I use carnauba & candelilla in a blend.  Then I sub in palm oil for the butters (to avoid graininess).


----------



## soap~candle~nut (May 25, 2009)

I use candelilla wax in mine. I use around 20 - 25% depending on the season. I make mine a bit harder for the hotter summer months.


----------



## ChrissyB (May 25, 2009)

That's a good idea soapcandlenut, I've lost track of the amount of smooshy lip gloss/balm that has melted in my handbag.


----------



## Lindy (May 25, 2009)

What an interesting concept - I would never have even thought of that.  Tabitha are you getting many requests for a vegan lip blam?


----------



## carebear (May 25, 2009)

I am getting away from beeswax because I don't like the drag on my skin.  The candelilla and carnauba waxes have more glide.


----------



## rubato456 (May 25, 2009)

i'm working on one...but i don't have the proportions worked out yet. i want to have shea and jojoba in it too.


----------



## Guest (May 26, 2009)

I am really liking candellila  in my sample lip balm. Haven't tried carnauba yet.

Kitn


----------



## KSL (May 26, 2009)

I've seen recipes substituting bees for candelilla... but haven't tried it yet.


----------



## LomondSoap (May 26, 2009)

I've used jojoba wax and olive wax too, jojoba seems slightly softer than beeswax, and for olive I use the same amount as beeswax.


----------



## rubato456 (May 29, 2009)

i used candelilla and it was great! 1/3 part coconut oil/ 1/3 part candelilla and 1/3 part cocoa butter


----------



## rubato456 (May 30, 2009)

tried carnuba wax didn't like it nearly as well as candelilla


----------



## rubato456 (May 31, 2009)

*vegan lip balm receipe i'm happy with*

i just made some vegan lip balm i'm happy with. it was a test batch: 20 gm candillia wax, 20 gm coconut oil, 20 gm cocoa butter, 20 gm jojoba oil.  1 drop stevia sweetner, 15 drops chai tea flavor oil. 
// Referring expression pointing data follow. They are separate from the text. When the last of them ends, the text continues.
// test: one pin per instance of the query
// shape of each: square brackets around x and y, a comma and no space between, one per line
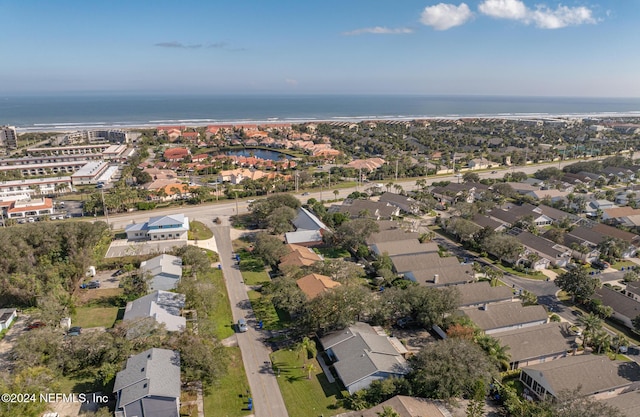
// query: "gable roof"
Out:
[154,372]
[305,220]
[168,220]
[593,373]
[313,285]
[537,341]
[162,306]
[404,247]
[362,351]
[167,265]
[622,304]
[420,261]
[498,316]
[482,292]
when i used carnuba wax, i hated it....very gritty, i had added also 1 tsp shea oil but i don't think it was the shea, i think it was the carnuba wax...but i could be wrong about this,

oh make sure you let your lip balm cool to about 120 deg f, if not the lip balm container can warped and you won't be able to twist the lip balm up....ask me how i know  :cry:


----------



## carebear (Jun 1, 2009)

rubato456 said:
			
		

> tried carnuba wax didn't like it nearly as well as candelilla


I like a blend of the two.



			
				rubato456 said:
			
		

> when i used carnuba wax, i hated it....very gritty, i had added also 1 tsp shea oil but i don't think it was the shea, i think it was the carnuba wax...but i could be wrong about this


It could be the carnuba wax - it has a very high melting point and you need to make sure it's fully melted and perfectly clear or else you will indeed get those crystals.  BUT it could also be any butter you have in there - shea, cocoa butter, and mango are infamousfor going grainy quite easily and while kokum seems more stable, it too can do this.


----------



## LJA (Jun 1, 2009)

carebear said:
			
		

> rubato456 said:
> 
> 
> 
> ...



I agree.  I've had trouble with mango before.  I wonder if it was the carnauba, Victoria.


----------